Whilst there were no slides, Seth did use a couple of simple props. At one point he pulled out and blew up a balloon to make a point. At another he pulled up his trouser legs to show us his odd socks. Again, this use of props was simple, useful and all over in less than a minute which ensured the fast flow of fresh ideas.
6 Bingo Buzzwords
When we arrived at the venue, there were a couple of handouts on the table in front of us. One was a bingo card. Presentation Bingo is a simple game often used by trainers. Essentially, you put some of your common phrases or buzzwords on a card and the audience ticks them off as you waltz through your presentation. The first person to hear all words spoken wins a prize.
What I liked most about this was that there was no mention of it before he spoke. He simply started speaking and those who were in on the game played along whilst others didn’t. This is a great way to reinforce your key concepts and sharpen the listening of your audience. And, I’m not suggesting we all start copying this as it will become passé very quickly.
7 Script or Not?
After Seth’s presentation a few colleagues on our table had an interesting discussion based on this question: Did Seth have a script or not? As an audience member, it certainly wasn’t noticeable – which is the mark of a quality speaker.

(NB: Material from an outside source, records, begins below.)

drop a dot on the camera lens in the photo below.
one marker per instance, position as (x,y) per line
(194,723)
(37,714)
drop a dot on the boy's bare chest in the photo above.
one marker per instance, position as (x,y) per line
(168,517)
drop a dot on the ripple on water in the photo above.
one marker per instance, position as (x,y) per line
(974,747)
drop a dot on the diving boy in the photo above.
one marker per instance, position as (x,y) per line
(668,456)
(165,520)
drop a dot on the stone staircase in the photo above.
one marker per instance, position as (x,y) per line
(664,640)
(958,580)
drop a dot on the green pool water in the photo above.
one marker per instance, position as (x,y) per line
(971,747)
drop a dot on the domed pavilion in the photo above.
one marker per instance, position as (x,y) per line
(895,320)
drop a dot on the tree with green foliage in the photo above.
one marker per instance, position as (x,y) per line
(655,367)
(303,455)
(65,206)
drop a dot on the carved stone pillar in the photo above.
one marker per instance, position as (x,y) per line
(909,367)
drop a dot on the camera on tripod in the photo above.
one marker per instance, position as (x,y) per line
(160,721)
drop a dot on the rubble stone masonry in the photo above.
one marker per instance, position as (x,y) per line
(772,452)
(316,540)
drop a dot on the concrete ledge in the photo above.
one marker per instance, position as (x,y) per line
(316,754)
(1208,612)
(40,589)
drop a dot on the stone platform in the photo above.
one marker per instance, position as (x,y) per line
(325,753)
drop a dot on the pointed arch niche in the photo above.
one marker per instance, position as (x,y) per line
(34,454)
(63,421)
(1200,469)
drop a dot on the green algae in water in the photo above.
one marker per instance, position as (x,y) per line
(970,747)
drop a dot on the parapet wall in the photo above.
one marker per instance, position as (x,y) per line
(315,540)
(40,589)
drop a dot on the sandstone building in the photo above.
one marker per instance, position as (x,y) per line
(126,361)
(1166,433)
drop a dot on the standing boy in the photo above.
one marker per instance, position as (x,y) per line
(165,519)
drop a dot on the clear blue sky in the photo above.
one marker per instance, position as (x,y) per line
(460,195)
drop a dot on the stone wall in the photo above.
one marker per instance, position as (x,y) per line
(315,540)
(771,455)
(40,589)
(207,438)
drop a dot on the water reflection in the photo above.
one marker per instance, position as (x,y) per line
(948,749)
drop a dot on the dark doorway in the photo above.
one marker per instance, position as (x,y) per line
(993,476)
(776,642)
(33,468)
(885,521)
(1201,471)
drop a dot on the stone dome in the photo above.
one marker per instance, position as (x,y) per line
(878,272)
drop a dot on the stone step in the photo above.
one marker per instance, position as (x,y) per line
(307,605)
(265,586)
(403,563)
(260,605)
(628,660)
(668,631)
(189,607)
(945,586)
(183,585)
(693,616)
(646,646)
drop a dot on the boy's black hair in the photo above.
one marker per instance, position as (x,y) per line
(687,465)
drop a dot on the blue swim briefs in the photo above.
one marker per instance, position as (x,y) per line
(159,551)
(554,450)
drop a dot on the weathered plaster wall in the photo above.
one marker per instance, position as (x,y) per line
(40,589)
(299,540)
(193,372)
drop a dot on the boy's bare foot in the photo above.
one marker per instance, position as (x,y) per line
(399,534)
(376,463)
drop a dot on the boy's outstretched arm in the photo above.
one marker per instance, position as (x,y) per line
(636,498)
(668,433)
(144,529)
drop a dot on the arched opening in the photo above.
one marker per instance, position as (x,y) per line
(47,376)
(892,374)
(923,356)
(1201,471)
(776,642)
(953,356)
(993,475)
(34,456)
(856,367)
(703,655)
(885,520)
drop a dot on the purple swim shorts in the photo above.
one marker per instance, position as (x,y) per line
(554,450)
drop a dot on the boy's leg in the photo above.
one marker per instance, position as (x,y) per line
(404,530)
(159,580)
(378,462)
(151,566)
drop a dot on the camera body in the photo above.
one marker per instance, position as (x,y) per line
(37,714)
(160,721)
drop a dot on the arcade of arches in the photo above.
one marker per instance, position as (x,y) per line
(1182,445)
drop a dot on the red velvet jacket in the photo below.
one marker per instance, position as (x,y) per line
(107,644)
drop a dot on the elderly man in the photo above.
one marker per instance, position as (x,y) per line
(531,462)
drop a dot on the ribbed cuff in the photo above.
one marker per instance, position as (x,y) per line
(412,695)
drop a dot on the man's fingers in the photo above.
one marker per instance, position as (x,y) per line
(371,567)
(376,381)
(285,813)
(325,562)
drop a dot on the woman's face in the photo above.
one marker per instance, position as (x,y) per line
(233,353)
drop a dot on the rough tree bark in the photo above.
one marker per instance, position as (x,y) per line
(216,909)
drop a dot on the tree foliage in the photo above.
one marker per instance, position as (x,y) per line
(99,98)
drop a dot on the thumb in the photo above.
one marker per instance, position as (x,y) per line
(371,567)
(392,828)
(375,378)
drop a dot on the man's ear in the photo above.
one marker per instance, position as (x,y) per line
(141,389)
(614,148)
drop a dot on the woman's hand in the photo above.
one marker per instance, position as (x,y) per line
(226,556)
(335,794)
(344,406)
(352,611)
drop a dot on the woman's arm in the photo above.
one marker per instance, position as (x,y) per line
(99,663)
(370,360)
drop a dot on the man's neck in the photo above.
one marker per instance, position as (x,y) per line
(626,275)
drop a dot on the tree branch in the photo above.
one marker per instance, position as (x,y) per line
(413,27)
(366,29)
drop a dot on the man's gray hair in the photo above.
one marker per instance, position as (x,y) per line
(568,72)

In my experience too often I feel like the presenter is merely reciting a tape recording in their head. It’s like the words are coming out but there’s nobody home. Not so with Seth. It really did feel like he was talking with us. We concluded that at some point he had a script and through numerous presentations this had dissolved into the background.
Which of these elements could you adopt and include in your presentations?
The key is not to adopt blindly. The goal is not to become a Seth Godin clone, it’s to explore the edges of your best ways of presenting.